Working through the statefarm notebooks and noticed that when creating batches, only the validation batches are created with shuffle=False:
batches = get_batches(path+'train', batch_size=batch_size)
val_batches = get_batches(path+'valid', batch_size=batch_size*2, shuffle=False)
Why is that?
If we are going to be saving the actual image array for both training and validation datasets, wouldn’t we want BOTH to have shuffle=False so that the labels, classes, and filenames match up when used later?
Yes you would! The notebooks aren’t always exactly the order of operations you need to follow - sometimes I jump around between cells a bit so you do need to think about what to run when.
Thanks Jeremy! It’s nice to get confirmation that my intuition about these things is getting better.
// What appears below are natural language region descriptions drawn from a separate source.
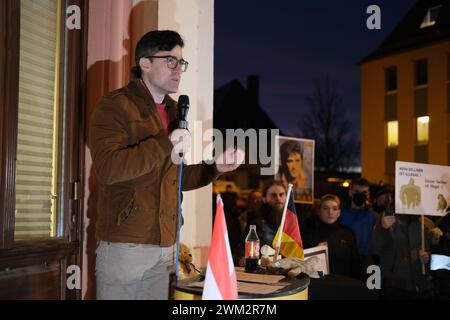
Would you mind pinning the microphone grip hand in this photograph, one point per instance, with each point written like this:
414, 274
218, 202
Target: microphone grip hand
181, 141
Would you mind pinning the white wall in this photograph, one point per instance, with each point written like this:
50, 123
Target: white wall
194, 20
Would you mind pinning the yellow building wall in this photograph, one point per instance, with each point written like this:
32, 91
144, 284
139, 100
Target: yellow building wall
373, 125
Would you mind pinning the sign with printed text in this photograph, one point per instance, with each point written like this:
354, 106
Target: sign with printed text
422, 189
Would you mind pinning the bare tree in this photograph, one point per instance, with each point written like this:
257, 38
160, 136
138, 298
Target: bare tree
337, 146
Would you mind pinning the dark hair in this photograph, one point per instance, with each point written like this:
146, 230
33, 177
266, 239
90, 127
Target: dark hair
271, 184
152, 42
286, 149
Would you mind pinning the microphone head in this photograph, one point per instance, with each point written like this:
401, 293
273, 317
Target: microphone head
183, 108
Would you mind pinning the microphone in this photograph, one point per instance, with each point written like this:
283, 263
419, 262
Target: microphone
183, 109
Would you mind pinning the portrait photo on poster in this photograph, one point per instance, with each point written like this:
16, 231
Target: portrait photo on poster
296, 166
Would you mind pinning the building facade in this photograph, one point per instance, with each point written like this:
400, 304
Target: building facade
405, 94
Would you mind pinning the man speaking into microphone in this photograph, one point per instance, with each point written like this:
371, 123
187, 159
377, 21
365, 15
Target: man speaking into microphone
133, 133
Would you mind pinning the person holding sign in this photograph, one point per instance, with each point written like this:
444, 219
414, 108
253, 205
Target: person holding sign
397, 243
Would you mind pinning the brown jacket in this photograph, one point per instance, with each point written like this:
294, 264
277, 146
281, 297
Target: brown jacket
138, 198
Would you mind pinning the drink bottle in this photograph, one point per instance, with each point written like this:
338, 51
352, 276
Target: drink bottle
251, 250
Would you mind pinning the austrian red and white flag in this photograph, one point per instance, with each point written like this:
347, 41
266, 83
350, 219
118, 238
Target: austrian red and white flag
220, 279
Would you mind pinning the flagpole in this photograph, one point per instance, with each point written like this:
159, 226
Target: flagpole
277, 247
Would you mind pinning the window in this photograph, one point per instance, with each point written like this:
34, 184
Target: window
40, 118
421, 72
38, 143
430, 17
448, 67
392, 133
423, 129
391, 79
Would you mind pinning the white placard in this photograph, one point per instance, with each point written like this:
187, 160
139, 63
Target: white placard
421, 189
322, 253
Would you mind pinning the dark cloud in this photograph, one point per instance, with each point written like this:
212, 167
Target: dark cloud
291, 43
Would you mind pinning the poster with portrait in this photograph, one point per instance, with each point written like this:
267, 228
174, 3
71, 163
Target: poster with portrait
295, 159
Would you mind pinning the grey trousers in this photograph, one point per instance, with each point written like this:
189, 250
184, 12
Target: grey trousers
130, 271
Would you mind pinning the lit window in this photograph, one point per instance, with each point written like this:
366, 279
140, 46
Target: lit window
422, 128
431, 16
392, 127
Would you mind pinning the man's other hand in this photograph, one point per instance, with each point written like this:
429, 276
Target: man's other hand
230, 160
181, 140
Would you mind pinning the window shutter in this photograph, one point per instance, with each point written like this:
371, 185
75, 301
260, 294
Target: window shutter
37, 125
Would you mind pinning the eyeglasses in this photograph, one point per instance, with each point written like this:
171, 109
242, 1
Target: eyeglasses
173, 62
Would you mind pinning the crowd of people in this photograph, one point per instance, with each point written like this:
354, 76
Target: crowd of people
364, 233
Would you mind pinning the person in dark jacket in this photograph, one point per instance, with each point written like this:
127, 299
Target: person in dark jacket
441, 271
267, 218
397, 242
323, 228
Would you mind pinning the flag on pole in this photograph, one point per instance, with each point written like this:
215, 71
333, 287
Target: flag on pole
291, 241
220, 279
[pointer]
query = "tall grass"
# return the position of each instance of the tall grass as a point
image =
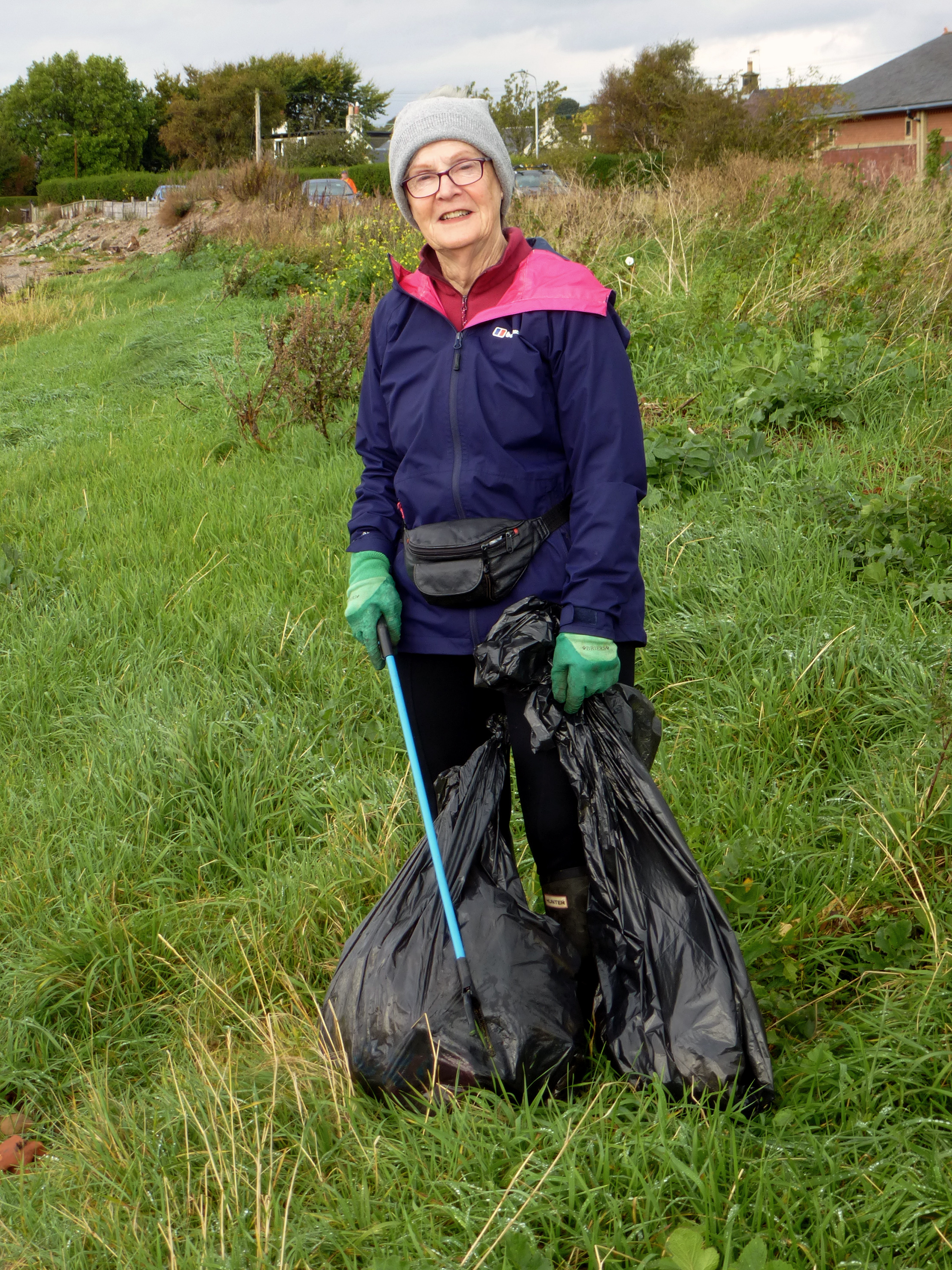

I fell into this trap as well.
Let me just state this explicitly in case someone is searching the forums: if you’re working through the statefarm.ipynb notebook and you are getting accuracies that approximate chance when building a model that uses pre-trained vgg layers up through the last Convolution2D layer as inputs this is very likely your problem.
This issue is also discussed (and answered) here:
Very happy I found this thread. I won’t make this mistake with a DirectoryIterator when tying two models together again.
What I tend to do now is process all the images and persist them as arrays (see the
get_data() method in Jeremy’s utils.py).
From there, you can create shuffled batches using
gen.flow() as needed or just use the arrays themselves for fitting/predictions and set shuffle=True.